My 3 1/2 year old son was diagnosed with ketotic hypoglycemia that he has had since between 12 and 18 months of age. Last week we spent 5 hours in the ER for IV dextrose because I could not bring it around at home. Upon arrival at the hospital it was 41 by fingerstick. Today he had a level of 57 in the middle of the morning 2 hours after a large glass of juice and a couple of helpings of cereal. Tonight after a big meal high in protein it is still only 79. Could something else be happening? When diagnosed they ran a CT scan of the brain and the blood test where they look at the history of his blood sugars. His UA does test positive for ketones.

Answer:

From: DTeam Staff

To begin with any child who is fasted can develop a low blood sugar which in turn leads to a dependance on fat stores for energy and the production of ketones from the metabolised fatty acids. In most instances by far this is a transitory and quite normal process. Excluding neonatal hypoglycemia, there are two groups of circumstances in which hypoglycemia can reach the point of causing seizures and other neurological problems. The first group usually presents in infancy and may represent the consequences of an inborn error of organic acid or carbohydrate metabolism like hereditary fructose intolerance or branched chain ketoaciduria. These are very rare conditions; but just occasionally variants occur which can present later in childhood.

By far the commonest cause of serious hypoglycemia in childhood however is what is called ‘ketotic hypoglycemia’. It responds readily to giving glucose intravenously; but so far no specific metabolic defect has ever been defined and it tends to be thought of as just an extreme, but still essentially normal, response to a fall in blood glucose. This susceptibility decreases with age and perhaps for this reason and because immediate treatment is straightforward the rare metabolic problems are not usually looked for.

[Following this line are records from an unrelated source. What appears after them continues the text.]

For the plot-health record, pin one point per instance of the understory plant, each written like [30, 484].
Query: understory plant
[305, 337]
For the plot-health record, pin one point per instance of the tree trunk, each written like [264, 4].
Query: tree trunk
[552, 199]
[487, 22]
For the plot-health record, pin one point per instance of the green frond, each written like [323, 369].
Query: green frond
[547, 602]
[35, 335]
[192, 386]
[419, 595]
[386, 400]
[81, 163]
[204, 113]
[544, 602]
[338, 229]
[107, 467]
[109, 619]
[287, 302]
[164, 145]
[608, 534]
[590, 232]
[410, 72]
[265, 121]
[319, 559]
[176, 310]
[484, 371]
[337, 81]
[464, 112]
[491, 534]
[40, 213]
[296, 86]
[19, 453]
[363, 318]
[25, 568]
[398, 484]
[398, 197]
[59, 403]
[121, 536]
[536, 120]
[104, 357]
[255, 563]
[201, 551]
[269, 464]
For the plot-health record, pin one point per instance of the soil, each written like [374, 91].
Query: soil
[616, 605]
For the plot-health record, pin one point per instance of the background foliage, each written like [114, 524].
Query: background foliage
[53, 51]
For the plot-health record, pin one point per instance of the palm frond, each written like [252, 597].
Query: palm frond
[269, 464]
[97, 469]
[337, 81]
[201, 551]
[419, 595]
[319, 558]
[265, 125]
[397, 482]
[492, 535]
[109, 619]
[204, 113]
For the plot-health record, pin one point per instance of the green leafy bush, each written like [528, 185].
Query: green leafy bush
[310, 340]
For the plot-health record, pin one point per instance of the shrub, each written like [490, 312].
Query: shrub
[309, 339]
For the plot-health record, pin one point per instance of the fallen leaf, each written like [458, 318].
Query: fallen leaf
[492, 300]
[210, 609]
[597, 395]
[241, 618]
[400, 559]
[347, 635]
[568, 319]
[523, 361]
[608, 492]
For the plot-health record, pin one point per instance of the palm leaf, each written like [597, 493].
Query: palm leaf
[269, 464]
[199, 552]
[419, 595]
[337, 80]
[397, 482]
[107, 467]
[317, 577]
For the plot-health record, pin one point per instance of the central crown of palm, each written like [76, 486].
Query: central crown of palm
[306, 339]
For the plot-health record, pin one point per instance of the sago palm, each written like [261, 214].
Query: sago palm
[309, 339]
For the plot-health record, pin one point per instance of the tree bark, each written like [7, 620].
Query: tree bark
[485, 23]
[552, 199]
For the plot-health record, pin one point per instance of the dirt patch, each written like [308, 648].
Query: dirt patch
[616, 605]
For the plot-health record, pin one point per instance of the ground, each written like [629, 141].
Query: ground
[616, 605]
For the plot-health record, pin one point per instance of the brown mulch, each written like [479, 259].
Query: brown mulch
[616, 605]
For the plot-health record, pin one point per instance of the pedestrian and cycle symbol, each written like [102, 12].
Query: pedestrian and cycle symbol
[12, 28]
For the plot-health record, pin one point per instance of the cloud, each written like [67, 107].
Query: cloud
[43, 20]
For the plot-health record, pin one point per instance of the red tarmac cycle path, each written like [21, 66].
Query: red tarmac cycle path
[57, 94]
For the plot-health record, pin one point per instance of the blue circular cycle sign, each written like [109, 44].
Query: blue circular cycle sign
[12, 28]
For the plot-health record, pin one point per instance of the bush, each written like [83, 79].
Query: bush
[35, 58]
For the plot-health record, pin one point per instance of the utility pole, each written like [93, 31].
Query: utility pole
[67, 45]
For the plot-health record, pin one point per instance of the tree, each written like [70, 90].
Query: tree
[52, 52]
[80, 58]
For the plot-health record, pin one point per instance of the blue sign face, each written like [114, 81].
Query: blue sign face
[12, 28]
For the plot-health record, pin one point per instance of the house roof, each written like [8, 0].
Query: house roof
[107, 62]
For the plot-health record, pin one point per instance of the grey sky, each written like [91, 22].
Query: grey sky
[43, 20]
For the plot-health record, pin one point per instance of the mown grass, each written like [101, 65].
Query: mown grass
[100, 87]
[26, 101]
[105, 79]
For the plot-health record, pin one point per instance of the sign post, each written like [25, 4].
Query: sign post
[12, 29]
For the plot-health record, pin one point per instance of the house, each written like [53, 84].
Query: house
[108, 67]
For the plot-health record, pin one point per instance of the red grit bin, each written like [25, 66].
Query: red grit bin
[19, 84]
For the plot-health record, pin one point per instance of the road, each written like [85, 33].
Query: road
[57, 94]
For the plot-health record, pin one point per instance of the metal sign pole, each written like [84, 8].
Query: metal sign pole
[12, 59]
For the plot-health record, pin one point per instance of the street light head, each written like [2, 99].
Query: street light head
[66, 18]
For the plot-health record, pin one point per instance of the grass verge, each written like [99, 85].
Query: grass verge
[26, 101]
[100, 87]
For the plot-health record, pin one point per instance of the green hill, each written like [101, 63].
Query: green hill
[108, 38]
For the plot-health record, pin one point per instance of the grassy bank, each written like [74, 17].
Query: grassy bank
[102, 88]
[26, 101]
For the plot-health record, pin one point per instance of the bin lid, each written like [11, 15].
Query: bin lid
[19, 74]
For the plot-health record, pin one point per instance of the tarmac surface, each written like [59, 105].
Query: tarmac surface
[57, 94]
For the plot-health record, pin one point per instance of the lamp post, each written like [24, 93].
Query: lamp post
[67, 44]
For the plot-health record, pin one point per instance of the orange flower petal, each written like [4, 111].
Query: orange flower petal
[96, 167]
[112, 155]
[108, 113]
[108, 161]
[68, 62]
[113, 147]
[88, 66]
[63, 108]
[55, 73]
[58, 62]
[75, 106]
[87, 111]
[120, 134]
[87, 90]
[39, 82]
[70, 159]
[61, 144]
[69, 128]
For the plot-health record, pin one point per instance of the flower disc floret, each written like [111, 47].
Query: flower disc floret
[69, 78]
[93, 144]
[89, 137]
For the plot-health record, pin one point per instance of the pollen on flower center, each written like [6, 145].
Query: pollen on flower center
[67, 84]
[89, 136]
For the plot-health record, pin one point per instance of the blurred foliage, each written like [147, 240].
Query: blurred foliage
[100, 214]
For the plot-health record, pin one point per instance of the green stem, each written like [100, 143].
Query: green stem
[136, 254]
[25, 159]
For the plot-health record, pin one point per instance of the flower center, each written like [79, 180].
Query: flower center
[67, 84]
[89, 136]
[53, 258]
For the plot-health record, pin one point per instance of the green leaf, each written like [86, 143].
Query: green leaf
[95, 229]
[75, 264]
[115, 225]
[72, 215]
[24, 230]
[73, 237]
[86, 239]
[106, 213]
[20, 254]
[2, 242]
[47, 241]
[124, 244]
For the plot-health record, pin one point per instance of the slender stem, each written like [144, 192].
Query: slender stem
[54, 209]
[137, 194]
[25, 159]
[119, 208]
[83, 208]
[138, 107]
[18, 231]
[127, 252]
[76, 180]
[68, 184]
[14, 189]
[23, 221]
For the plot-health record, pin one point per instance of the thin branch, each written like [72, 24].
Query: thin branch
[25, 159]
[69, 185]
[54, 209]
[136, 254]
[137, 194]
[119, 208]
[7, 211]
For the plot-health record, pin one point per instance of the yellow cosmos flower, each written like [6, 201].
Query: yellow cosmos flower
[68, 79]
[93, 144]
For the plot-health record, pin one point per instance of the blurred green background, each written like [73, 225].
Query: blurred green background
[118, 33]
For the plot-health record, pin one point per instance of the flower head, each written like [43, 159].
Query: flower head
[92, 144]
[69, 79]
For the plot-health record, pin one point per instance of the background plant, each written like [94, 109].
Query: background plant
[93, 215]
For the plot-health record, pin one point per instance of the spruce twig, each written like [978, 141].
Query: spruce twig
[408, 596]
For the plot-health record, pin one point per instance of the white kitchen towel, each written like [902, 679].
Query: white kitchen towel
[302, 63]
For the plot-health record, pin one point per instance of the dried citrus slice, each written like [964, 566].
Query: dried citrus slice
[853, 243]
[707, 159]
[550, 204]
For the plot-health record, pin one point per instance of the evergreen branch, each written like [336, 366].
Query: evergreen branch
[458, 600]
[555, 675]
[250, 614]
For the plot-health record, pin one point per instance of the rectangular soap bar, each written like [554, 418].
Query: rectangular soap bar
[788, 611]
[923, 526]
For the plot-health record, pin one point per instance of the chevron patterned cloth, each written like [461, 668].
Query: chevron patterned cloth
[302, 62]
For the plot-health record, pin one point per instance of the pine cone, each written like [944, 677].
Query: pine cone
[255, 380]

At some point, though, this may have to be reconsidered and you may have reached this point; but you will have to talk to your son’s pediatrician about this as the evaluation needs the help of a specialised metabolic laboratory. In the meantime I imagine that you are already maintaining a profile of blood sugars over the 24 hours so that you have an idea of the circumstances increasing the risk of hypoglycemia especially diminished appetite and unusually vigorous activity. You may have already discussed using glucagon with the doctor though it is less likely to be effective than in diabetic hypoglycemia. Also I am sure you are trying to give a bed time snack like half a Extend Bar which is high on protein and cornstarch.

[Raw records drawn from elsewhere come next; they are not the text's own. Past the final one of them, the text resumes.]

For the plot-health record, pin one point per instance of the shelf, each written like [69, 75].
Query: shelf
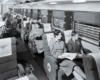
[88, 31]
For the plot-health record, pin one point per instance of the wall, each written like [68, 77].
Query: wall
[94, 7]
[5, 8]
[91, 47]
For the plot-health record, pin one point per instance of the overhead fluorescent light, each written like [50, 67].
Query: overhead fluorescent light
[39, 4]
[53, 3]
[5, 1]
[79, 1]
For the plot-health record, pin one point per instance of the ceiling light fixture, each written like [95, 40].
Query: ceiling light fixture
[78, 1]
[39, 4]
[53, 3]
[5, 1]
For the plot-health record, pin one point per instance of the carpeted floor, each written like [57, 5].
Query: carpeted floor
[23, 54]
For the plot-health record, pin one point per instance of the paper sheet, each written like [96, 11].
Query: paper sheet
[47, 27]
[50, 36]
[70, 56]
[67, 35]
[23, 78]
[5, 47]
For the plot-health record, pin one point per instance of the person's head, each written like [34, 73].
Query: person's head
[17, 17]
[75, 35]
[38, 19]
[36, 25]
[57, 34]
[31, 20]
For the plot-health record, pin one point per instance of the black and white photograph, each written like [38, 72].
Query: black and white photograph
[49, 39]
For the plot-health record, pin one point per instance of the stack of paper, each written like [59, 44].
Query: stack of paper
[70, 56]
[23, 78]
[5, 47]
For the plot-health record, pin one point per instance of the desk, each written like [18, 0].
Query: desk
[28, 77]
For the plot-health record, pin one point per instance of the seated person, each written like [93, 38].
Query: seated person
[74, 44]
[39, 21]
[18, 23]
[57, 48]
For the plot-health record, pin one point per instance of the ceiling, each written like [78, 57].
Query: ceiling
[41, 1]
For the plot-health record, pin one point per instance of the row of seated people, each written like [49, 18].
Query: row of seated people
[9, 68]
[57, 66]
[73, 46]
[58, 47]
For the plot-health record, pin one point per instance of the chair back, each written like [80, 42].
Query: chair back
[46, 41]
[67, 35]
[8, 61]
[47, 37]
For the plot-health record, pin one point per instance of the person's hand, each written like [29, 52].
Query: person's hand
[80, 55]
[59, 57]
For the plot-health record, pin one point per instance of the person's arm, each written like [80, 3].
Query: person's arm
[52, 48]
[65, 50]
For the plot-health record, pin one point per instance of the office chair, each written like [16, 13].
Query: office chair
[51, 66]
[9, 68]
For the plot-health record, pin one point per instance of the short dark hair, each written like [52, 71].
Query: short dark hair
[30, 18]
[73, 33]
[56, 32]
[38, 18]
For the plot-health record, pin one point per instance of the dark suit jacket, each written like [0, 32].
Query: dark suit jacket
[29, 26]
[74, 47]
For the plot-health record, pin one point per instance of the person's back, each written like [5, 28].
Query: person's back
[74, 46]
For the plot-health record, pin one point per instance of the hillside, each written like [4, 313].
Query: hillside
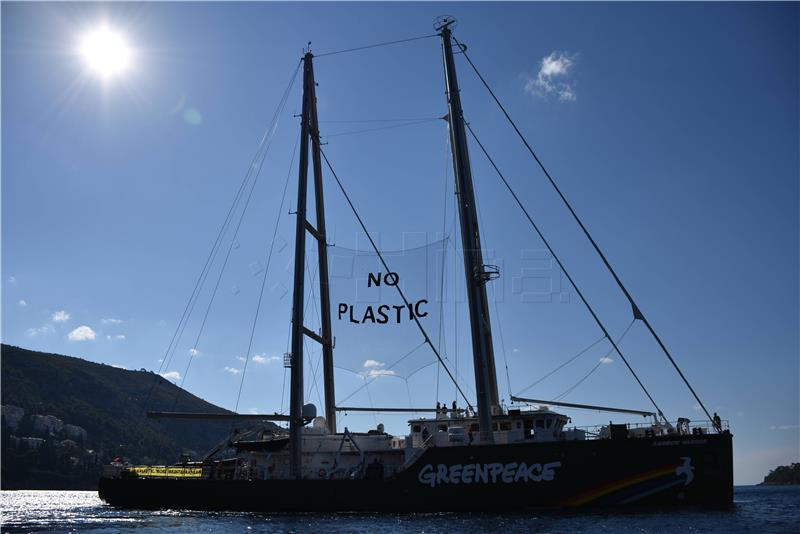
[64, 417]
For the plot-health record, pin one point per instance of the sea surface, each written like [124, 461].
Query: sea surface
[757, 509]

Finally you may want to bear in mind the possibility of using a GlucoWatch. The present version seems likely to be approved soon by the FDA (it was approved by an FDA committee); but I think it might be still a little cumbersome for a three year old to wear on the leg. I am told though that the company hopes soon to have a smaller version. This system has a low blood sugar alarm which can be preset and linked to an alarm system in another room.